To his terrestrial object "floating" in the museum, Manglano-Ovalle added an extra-terrestrial work entitled, Vanishing Sky. Three screens projected imagery converted from mathematical data depicting the lifecycles of the universe. In the words of the artist, "Every 15 minutes a universe is created and simultaneously extinguished, star by star." The viewer, yet again, stands witness to Manglano-Ovalle's spellbinding oeuvre, encompassed by the space of representation, between the metaphors of earth and sky.

The hero of a 19th century Austrian short story was gazing at warm colored clouds from his window when suddenly he was overcome by the urge to steal and preserve one of them. Along these lines, in the 21st century, New York saw Manglano-Ovalle's own cloud. The striking titanium-clad cloud in the Chelsea gallery was derived from digital scans of a southern Illinois storm cloud.

Cloud Prototype No. 1 was constructed of fiberglass and titanium alloy foil, measuring 132 x 176 x 96 inches. The artist modeled his cloud after a 30km-long cumulonimbus thundercloud scanned and mapped at the department of atmospheric sciences at the University of Illinois and the National Computing Center, Beckman Institute, Urbana-Champaign.
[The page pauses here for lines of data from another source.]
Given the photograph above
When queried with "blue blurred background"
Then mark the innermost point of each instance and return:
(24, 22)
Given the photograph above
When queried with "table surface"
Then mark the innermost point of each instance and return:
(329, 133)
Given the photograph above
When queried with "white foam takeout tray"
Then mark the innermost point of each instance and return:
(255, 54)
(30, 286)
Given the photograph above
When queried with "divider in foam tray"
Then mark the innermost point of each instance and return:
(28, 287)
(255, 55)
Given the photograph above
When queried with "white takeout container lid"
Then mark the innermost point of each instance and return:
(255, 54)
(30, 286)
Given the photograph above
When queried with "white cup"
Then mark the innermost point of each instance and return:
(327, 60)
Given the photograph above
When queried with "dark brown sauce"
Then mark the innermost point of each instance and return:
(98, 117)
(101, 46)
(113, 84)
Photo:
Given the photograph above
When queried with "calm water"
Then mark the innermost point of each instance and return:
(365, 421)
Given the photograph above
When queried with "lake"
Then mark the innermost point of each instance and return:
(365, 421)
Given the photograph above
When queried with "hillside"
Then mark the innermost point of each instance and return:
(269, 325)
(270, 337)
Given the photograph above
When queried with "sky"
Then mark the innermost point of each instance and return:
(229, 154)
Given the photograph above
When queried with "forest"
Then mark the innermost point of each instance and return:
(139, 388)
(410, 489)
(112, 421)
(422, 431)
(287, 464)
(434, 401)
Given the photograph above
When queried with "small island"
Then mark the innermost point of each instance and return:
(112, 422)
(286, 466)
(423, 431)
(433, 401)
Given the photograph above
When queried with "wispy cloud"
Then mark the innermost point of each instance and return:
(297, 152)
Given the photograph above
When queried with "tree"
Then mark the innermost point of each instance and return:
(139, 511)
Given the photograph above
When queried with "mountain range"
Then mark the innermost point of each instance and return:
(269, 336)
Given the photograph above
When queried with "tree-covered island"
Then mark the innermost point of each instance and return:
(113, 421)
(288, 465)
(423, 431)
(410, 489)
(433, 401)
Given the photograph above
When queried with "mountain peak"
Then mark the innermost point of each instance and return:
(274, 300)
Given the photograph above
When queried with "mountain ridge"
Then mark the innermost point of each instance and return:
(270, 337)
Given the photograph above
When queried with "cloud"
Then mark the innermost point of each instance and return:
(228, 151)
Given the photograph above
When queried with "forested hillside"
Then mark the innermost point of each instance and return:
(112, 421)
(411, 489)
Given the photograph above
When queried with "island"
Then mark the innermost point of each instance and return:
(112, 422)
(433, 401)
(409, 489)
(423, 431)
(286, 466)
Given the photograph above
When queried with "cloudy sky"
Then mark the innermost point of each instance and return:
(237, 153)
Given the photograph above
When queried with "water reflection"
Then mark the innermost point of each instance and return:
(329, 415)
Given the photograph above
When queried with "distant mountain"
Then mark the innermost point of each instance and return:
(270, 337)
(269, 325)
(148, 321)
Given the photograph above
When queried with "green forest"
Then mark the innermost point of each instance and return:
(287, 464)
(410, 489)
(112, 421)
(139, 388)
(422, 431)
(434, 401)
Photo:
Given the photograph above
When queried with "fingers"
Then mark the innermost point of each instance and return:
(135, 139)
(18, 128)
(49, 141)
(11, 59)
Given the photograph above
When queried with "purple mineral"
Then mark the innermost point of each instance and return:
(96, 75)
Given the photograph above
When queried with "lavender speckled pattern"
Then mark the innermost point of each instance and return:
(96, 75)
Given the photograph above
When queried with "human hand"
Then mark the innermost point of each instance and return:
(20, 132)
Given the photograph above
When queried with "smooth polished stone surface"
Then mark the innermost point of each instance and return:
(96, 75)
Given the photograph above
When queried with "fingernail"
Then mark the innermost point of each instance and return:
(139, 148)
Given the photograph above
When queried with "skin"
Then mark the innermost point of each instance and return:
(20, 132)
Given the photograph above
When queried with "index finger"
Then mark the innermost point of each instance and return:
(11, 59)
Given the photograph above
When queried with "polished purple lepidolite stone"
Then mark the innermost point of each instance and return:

The Art Institute's curator James Rondeau says of the piece, "A masterpiece of engineering and construction, it is, before anything else, a formally sophisticated, beautifully abstract sculpture. The poetic aspect of the work also comes from the contrast between the architectural solidity of the form and its immaterial, phenomenal, fugitive origins; here, an event is rendered as object."

The Spanish-born Chicago artist has exhibited his cloud sculptures in several U.S. venues, but the first storm is coming home to Chicago. Manglano-Ovalle's sculpture La Tormenta/The Storm is one of two works of public art commissioned through the U.S. General Services Administration's Art in Architecture Program for the renovation of the 536 South Clark Street Federal Building, Chicago's new immigration building. The sculpture is scheduled to be unveiled in October in the atrium.

For his Chicago storm, the artist, in collaboration with architect Douglas Garofalo, created two identical clouds, each weighing about 1,500 pounds and composed of 11 fiberglass components covered with titanium alloy foil (with an interior interlocking metal system.) The plan is to set the clouds 24 feet and 16 feet above the atrium floor.

"For me," states Manglano-Ovalle, "La Tormenta is a metaphor for arrival. The storm arrives as simultaneously destructive and productive forces, unleashing itself on the land below. It is a metaphor for both globalization and migration; it recognizes no borders and envelops all nationalities. La Tormenta is a commemoration of present and historical waves of immigrants. I arrived in this country with my parents and older brother at a very young age. We went through the trauma of documentation several times in buildings much like where La Tormenta hangs now. I don't do many public art projects, especially in Homeland Security buildings, but this was a chance to use art to make my own statement about arrival, one that I hope to share with the public that uses the building and hence acknowledges their own turbulence and tenacity."

In so many ways, Manglano-Ovalle's clouds connect with everything that surrounds us and with ourselves.